I weighed in this morning, too, just for grins and giggles, and I weigh 244 pounds. From what I've read, losing 10% of your body weight should have a measurable impact on your blood sugar, so that would mean my losing 24 pounds. From past history that seems pretty achievable but we'll see what age and chronic, flaky dieting has done to my metabolism.

Maybe by the time summer rolls around this will all be second nature and my life will be a beacon of health and light. (A girl can dream, right?)

Wednesday, March 21, 2012

Immoderate desires

I have been very successful in the past by using a very rigid, very structured approach to weight loss. I have lost and regained over 100 pounds at least three times (I've lost count) and each of those successful weight loss campaigns has involved counting calories, eating only certain prepared foods, or eating meal replacements, combined with at least an hour of cardiovascular exercise every single day. This was not moderate nor was it intuitive, and it worked to get large amounts of weight off but not to get all of it off nor to keep it off.

Of late, I've been focusing on understanding why I eat so badly and trying to love myself into wanting to take care of myself physically. The problem with that approach is that I'm diabetic and my blood sugar is not in good control (even with strict adherence to an extensive medication regime as prescribed by my doctors), and that situation cannot be allowed to continue. At this point, the danger of my continuing to allow my blood sugar to remain high outweighs my desire to "figure things out on my own," so I need to take a different path, at least until my sugars drop into acceptable range.

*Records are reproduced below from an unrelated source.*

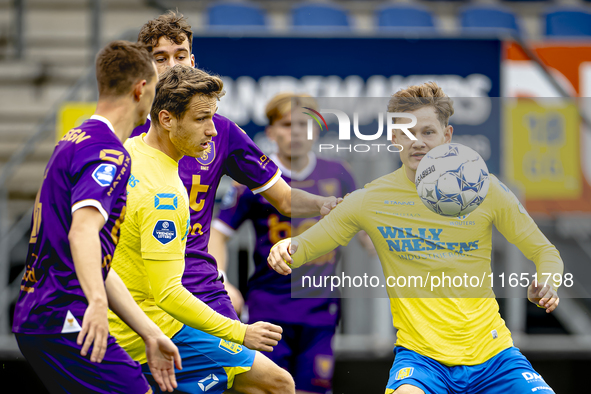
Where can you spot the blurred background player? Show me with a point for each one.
(151, 255)
(308, 323)
(231, 152)
(68, 286)
(453, 342)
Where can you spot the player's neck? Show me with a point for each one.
(157, 138)
(116, 112)
(293, 163)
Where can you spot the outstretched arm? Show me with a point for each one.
(537, 248)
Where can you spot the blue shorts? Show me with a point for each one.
(507, 372)
(57, 361)
(306, 352)
(209, 363)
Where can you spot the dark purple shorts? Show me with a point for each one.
(57, 361)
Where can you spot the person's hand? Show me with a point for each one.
(235, 297)
(262, 336)
(95, 331)
(543, 295)
(162, 357)
(280, 256)
(328, 204)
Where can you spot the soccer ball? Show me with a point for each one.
(452, 180)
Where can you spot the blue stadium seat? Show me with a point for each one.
(488, 19)
(324, 17)
(405, 18)
(235, 16)
(568, 21)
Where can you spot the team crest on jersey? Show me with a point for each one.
(208, 155)
(104, 174)
(164, 231)
(404, 373)
(230, 347)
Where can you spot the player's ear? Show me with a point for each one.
(166, 119)
(138, 89)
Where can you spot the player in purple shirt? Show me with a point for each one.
(308, 321)
(60, 320)
(232, 153)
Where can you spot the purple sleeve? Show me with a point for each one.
(235, 206)
(99, 174)
(247, 164)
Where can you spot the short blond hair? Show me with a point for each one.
(280, 105)
(428, 94)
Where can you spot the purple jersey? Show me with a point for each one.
(230, 153)
(321, 177)
(89, 167)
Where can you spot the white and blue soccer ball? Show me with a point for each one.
(452, 180)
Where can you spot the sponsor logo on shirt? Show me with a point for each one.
(404, 373)
(531, 376)
(207, 383)
(164, 231)
(208, 155)
(230, 347)
(166, 201)
(329, 187)
(104, 174)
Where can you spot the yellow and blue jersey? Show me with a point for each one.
(453, 325)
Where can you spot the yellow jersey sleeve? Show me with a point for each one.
(163, 223)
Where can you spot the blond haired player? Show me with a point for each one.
(449, 340)
(151, 252)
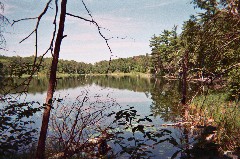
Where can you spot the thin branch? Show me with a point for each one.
(16, 21)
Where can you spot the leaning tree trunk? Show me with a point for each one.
(52, 84)
(184, 85)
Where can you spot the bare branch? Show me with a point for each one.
(16, 21)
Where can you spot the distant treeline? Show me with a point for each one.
(18, 66)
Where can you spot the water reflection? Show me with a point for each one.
(155, 96)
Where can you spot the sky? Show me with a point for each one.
(129, 24)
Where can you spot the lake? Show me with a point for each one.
(154, 101)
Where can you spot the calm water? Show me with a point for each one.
(158, 97)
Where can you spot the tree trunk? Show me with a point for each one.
(51, 85)
(184, 85)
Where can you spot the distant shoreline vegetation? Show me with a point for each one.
(17, 66)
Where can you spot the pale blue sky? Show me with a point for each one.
(137, 20)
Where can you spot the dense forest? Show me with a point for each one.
(206, 51)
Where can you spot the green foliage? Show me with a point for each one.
(16, 125)
(165, 52)
(19, 66)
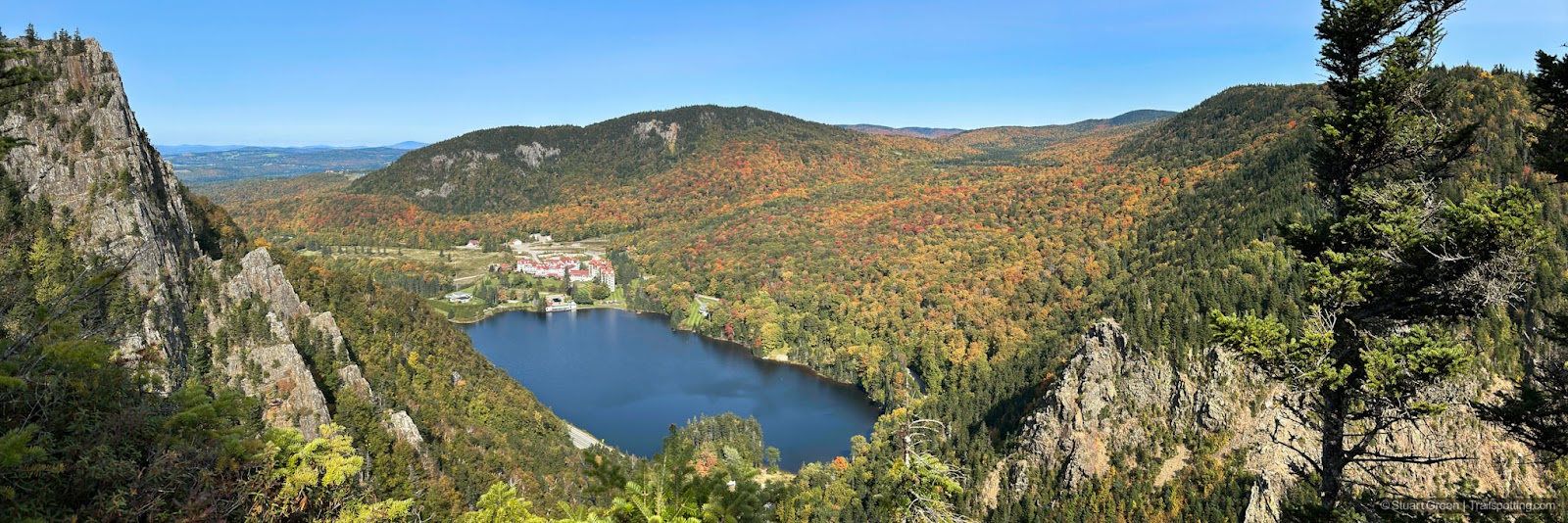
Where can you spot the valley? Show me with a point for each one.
(1283, 303)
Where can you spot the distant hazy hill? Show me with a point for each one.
(913, 132)
(216, 164)
(261, 188)
(1011, 141)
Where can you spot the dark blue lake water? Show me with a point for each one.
(626, 378)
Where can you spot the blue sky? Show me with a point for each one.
(339, 72)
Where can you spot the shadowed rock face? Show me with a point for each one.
(91, 160)
(1113, 398)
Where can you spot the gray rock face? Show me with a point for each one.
(1113, 398)
(286, 382)
(404, 428)
(91, 160)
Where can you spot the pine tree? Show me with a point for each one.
(1392, 266)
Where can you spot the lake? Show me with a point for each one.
(626, 378)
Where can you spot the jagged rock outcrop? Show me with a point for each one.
(273, 371)
(88, 156)
(404, 428)
(1113, 398)
(91, 160)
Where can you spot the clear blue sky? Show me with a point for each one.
(339, 72)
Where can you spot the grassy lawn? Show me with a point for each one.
(463, 262)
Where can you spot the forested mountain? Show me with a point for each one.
(1031, 304)
(911, 132)
(974, 262)
(1013, 143)
(203, 166)
(525, 167)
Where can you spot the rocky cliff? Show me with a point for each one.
(1113, 398)
(88, 156)
(94, 164)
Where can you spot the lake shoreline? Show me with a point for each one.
(626, 378)
(493, 311)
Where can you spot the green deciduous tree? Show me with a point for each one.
(1392, 264)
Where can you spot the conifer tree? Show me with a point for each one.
(1392, 266)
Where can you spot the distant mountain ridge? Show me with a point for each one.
(220, 164)
(522, 167)
(913, 132)
(185, 149)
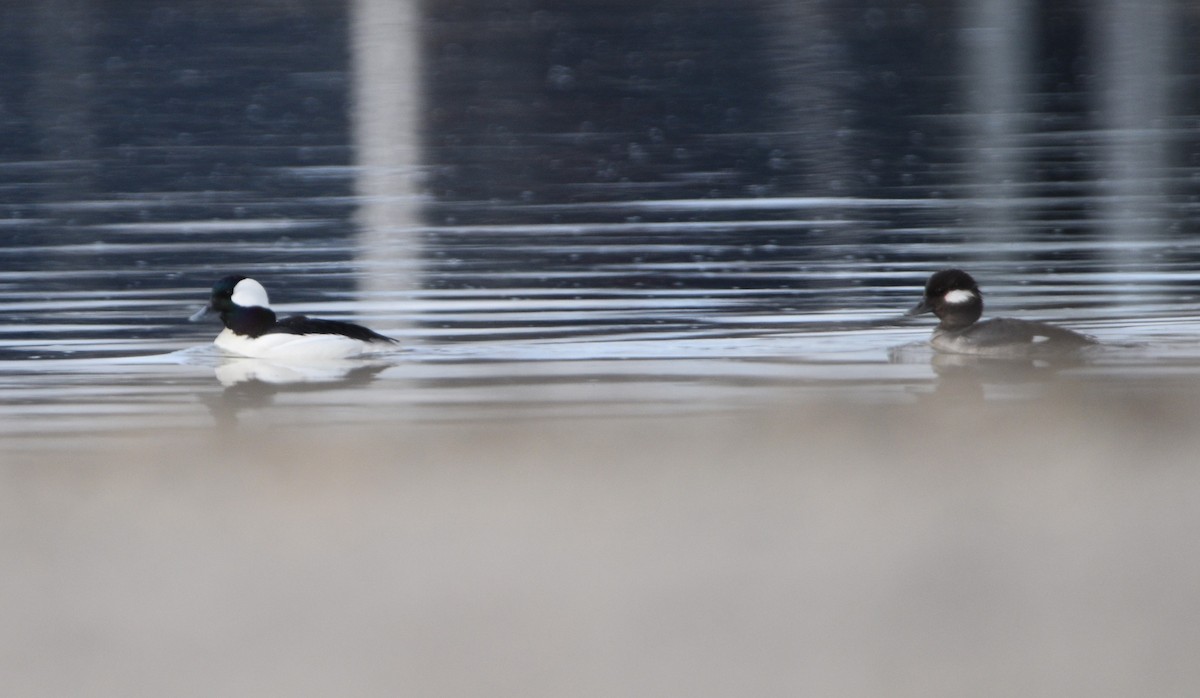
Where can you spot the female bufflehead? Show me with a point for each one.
(954, 298)
(252, 330)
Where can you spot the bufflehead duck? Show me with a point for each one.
(252, 329)
(954, 298)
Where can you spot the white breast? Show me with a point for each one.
(297, 347)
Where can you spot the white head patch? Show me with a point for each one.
(249, 293)
(953, 298)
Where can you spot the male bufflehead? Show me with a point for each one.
(954, 298)
(252, 330)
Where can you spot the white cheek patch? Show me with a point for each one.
(249, 293)
(953, 298)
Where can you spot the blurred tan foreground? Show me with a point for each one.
(1041, 547)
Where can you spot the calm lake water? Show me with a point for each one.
(648, 263)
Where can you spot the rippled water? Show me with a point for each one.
(658, 426)
(642, 218)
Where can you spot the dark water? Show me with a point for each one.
(711, 187)
(655, 238)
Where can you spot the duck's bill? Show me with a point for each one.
(201, 314)
(921, 308)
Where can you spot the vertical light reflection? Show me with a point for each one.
(996, 41)
(385, 115)
(1134, 49)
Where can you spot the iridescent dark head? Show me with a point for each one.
(953, 296)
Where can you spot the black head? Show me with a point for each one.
(953, 296)
(247, 314)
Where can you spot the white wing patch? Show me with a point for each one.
(953, 298)
(297, 347)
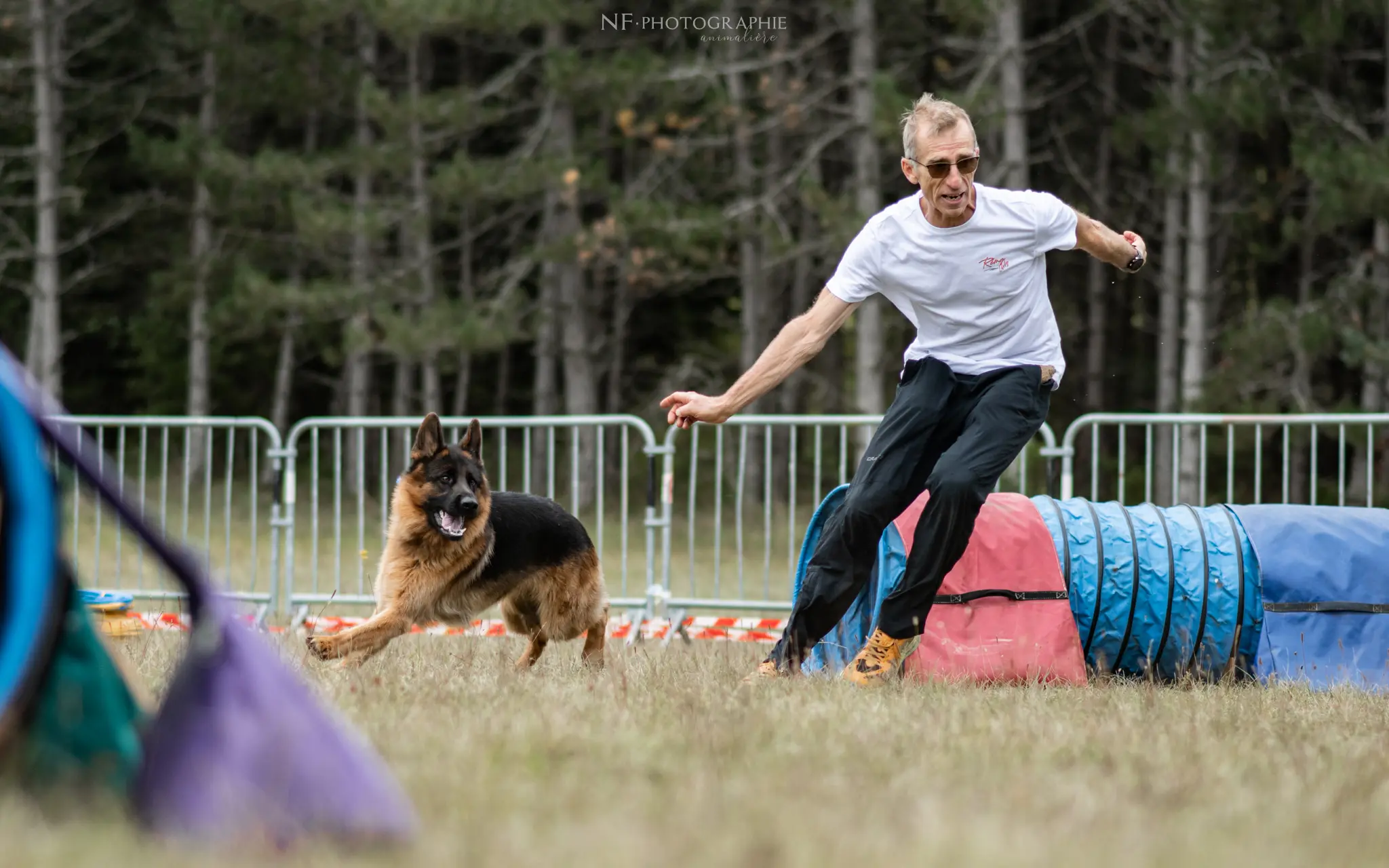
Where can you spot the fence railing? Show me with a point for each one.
(1251, 458)
(589, 465)
(201, 481)
(721, 518)
(772, 470)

So I've ordered meals for the next week - starting on Thursday - from a local service that prepares fresh meals that are calorie controlled, well-balanced and delicious. I'm going to give them a try for a week combined with 30-60 minutes of cardio to see what happens to my blood sugar, my sleeping habits (I currently wake up every 90 minutes or so to use the bathroom because of my blood sugar), and yes, the waistlines of my clothes which are cutting painfully into my bloated belly. I'll document how I do each day, including pictures of each meal, details of my workouts, and what's going on in my brain, right here on the blog so that you can play along at home.

Feel free to be skeptical - I am. What makes this different than yesterday or the day before or any day for the last 25 years? I'm not sure, but I feel calm and ready, so we'll see how I do.